The project involved an AI retrofit to a Syntegon syringe inspection machine installed in 2015 at Amgen’s Juncos, Puerto Rico, production facility. The machine has 13 inspection stations, each performing a specific inspection task on syringes and their contents. The challenge is that it’s difficult to ensure accurate detection of unacceptable products without rejecting too many acceptable products.
“Most inspection machines are very effective at detecting defects, but they also provide a lot of false rejections that represent a significant cost to operations,” says Manuel Soto, senior principal process development scientist with Amgen’s Core Technology Team. Typically, a sort of balancing act is required in which companies must tolerate high reject counts to guarantee product safety and quality.
Amgen met this challenge using AI — specifically, deep learning technology — to address a particularly challenging problem at one critical inspection station that challenges companies industry-wide: bubbles.
How AI beats bubble trouble.
Specifically, the problem with air bubbles, especially in highly viscous parenteral (injectable) solutions, is that they can’t be easily or quickly eliminated or differentiated from unwanted particles that represent product defects. This is especially challenging when bubbles form around the syringe’s rubber stopper and can’t be sufficiently spun-away or otherwise eliminated. This makes it hard for conventional vision systems to identify the anomaly.

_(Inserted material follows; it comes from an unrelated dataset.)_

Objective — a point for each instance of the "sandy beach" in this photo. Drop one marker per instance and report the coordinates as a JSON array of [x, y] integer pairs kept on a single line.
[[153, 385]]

The results were surprising and remarkable: The particle detection rate for this critical station increased by around 70%, while the false detection rate was reduced by about 60%.
What makes the AI so much better? It’s in the software. Traditional inspection uses rule-based techniques “to perform pre-determined operations on specific areas within the target image,” explains Dr. José Zanardi, responsible for vision inspection development and applications at Syntegon. In contrast, the deep learning application uses neural networks to process images in a manner more akin to our human eyes and brain: “It looks into differential patterns and makes decisions on the ‘knowledge’ of pattern changes stored in the trained neural network.”
To get a traditional vision system to effectively differentiate between the smooth surface of a bubble and the rugged surface of a glass shard “would require an enormous amount of different settings and operations broken down to very small areas in the region of interest,” Zanardi adds.
Amgen was able to retain its machine’s preexisting optics and camera (specifically, a CMOS line-scan camera), essentially updating only PCs and software. This included a new, more powerful runtime vision PC at the upgraded vision station; and an update to the MVTec Halcon vision/deep-learning software plant engineers were already using, offline, to train the deep-learning model.
The latest news from the Syntegon side of the partnership, Zanardi says, is a full AI inspection solution “developed completely in-house,” says Zanardi, presently offered for new machines or retrofits.
Achieving validation for the AI.
The project uses a supervised implementation of deep learning that gives the administrator full control to change — or prevent changes as governed by change-control procedures. For instance, once a deep-learning model is validated, it’s locked, encrypted, and version controlled. The same goes for the runtime software at the machine level. And as with any pharmaceutical production equipment, the machine must demonstrate its performance during validation.
Benefits beyond the machine.
Maximizing the defect detection rate improves quality and safety for customers, in this case, Amgen’s patients. Reducing the number of false rejects cuts waste, reworks, and overall costs.
“The end result is that we are more effective detecting defects and we are also more efficient at not rejecting good product. So the benefit is at both ends — the quality side and the efficiency side of our operation — empowering Amgen to deliver quality products to every patient every time,” Soto says.
Syntegon’s Zanardi adds that the AI solution simplifies “vision recipes” to cut idle time and speed changeovers. In turn, the system reduces reliance on experienced engineers, who he says are traditionally “the only ones who can create and adjust traditional vision recipes.”